Proposals aimed at limiting the size of campaign signs and freeing up sidewalk space for pedestrians were advanced by City Council committees yesterday, while lawmakers deferred a measure to regulate plastic shopping bags.
Bill 43-10 would have prohibited the distribution of nonbiodegradable plastic bags under certain conditions by big businesses and encourage the use of alternatives such as compostable bags, recyclable paper bags or reusable bags.
Tim Steinberger, city director of environmental services, said Bill 43 was "a good start" to addressing the issue of plastic bags, but it raised several concerns.
Among them, the bill would have applied to businesses with gross annual revenue of more than $1 million.

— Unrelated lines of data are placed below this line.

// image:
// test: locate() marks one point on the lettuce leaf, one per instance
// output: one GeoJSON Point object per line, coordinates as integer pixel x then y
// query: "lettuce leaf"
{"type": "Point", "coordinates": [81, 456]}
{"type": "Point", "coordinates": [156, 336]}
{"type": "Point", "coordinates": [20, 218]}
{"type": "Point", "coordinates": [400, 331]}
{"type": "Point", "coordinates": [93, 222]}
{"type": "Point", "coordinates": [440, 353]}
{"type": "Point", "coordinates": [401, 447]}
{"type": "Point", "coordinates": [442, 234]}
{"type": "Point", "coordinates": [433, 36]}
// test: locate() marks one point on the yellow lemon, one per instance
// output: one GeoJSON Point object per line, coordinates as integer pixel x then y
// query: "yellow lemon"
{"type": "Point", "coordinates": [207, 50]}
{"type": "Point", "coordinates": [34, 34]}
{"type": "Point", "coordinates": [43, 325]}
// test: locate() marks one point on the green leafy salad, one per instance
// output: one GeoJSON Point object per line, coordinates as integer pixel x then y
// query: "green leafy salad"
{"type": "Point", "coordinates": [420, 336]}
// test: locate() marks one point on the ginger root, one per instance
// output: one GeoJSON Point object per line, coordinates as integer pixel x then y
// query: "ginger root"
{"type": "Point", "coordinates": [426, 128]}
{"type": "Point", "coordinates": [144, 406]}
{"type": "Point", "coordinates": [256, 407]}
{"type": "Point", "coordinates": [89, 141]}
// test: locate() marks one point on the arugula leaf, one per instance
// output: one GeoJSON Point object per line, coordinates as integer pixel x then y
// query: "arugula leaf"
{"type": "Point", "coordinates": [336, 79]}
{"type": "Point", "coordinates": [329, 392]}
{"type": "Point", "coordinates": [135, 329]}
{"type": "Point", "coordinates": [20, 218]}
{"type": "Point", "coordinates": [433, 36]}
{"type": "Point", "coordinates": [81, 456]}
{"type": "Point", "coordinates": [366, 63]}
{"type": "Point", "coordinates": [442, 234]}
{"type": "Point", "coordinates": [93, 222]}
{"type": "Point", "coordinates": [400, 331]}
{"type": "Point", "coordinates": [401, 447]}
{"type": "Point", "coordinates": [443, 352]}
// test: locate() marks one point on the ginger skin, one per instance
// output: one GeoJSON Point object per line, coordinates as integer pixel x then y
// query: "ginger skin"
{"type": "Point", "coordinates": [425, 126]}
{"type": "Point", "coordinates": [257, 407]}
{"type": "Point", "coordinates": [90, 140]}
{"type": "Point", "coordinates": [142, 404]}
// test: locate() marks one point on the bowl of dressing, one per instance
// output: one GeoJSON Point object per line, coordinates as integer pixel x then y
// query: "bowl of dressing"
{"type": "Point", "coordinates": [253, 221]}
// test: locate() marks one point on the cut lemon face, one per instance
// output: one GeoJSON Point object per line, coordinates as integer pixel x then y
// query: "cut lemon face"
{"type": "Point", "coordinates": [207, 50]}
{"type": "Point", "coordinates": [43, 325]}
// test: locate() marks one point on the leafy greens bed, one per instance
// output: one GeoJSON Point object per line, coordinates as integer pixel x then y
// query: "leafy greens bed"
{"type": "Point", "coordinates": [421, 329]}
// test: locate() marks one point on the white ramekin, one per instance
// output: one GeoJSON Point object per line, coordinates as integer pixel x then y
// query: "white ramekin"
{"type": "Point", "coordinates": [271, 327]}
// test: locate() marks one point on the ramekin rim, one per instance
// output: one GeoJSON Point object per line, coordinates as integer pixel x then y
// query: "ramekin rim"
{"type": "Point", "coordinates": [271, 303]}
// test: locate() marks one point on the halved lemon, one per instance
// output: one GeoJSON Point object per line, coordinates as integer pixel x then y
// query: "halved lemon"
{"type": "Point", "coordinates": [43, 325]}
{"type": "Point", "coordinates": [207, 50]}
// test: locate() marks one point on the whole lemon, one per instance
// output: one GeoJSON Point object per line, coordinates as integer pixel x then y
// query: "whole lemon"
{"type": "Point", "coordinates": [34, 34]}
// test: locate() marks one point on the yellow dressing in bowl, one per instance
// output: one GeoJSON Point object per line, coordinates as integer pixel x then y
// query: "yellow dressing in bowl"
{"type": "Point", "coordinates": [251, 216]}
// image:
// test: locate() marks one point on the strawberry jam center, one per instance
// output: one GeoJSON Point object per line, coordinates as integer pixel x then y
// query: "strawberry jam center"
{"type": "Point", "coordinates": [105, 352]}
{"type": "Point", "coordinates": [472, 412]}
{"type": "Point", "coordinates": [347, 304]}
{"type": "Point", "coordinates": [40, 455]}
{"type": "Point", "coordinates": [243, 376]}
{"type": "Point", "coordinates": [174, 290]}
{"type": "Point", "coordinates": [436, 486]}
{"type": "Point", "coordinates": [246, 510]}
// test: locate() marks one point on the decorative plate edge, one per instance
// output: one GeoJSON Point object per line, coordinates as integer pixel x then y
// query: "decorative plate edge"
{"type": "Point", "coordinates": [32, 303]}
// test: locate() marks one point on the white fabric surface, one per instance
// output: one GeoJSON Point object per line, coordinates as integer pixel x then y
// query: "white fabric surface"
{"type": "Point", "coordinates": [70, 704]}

It was not specific as to whether it applied to individual stores or corporations, such as ABC Stores and 7-Eleven.
He also noted that many of the plastic bags that end up in the environment are from small businesses, such as plate lunch operations.
Councilwoman Ann Kobayashi, chairwoman of the Public Infrastructure Committee, deferred the bill.
"There’s lots of information-gathering we need to do to improve on this," she said.
The committee advanced Bill 39-10, a measure aimed at clearing sidewalk space for pedestrians.
It would define an area of a sidewalk that would have to remain clear at all times for pedestrians. Those found to be blocking such "pedestrian use zones" with their bodies, furniture or personal belongings could face a $50 fine.
Kobayashi’s committee advanced the bill but planned to address concerns raised by the city Prosecutor’s Office and corporation counsel — among them, clearly defining how much of a sidewalk must be designated for pedestrian use.
Lori Nishimura, city deputy prosecutor, said enforcement would require knowledge of the property line, the pedestrian use zone and proof beyond a reasonable doubt that someone was blocking that zone.
The bill now goes before the full Council for a public hearing and the second of three required votes.
Meanwhile, the Council’s Zoning Committee advanced a resolution asking the administration to propose changes in the Land Use Ordinance to regulate political campaign signs.
The committee amended Resolution 31-10 to address free-speech concerns, changing the language to apply to all noncommercial signage, not just political signs, and deleting a provision restricting when signs could be placed but keeping restrictions on size. The amended bill also changed the penalty from a potential criminal fine to a civil fine.
Committee Chairman Ikaika Anderson advanced the measure to keep discussion alive and put it before the full Council for a public hearing and vote.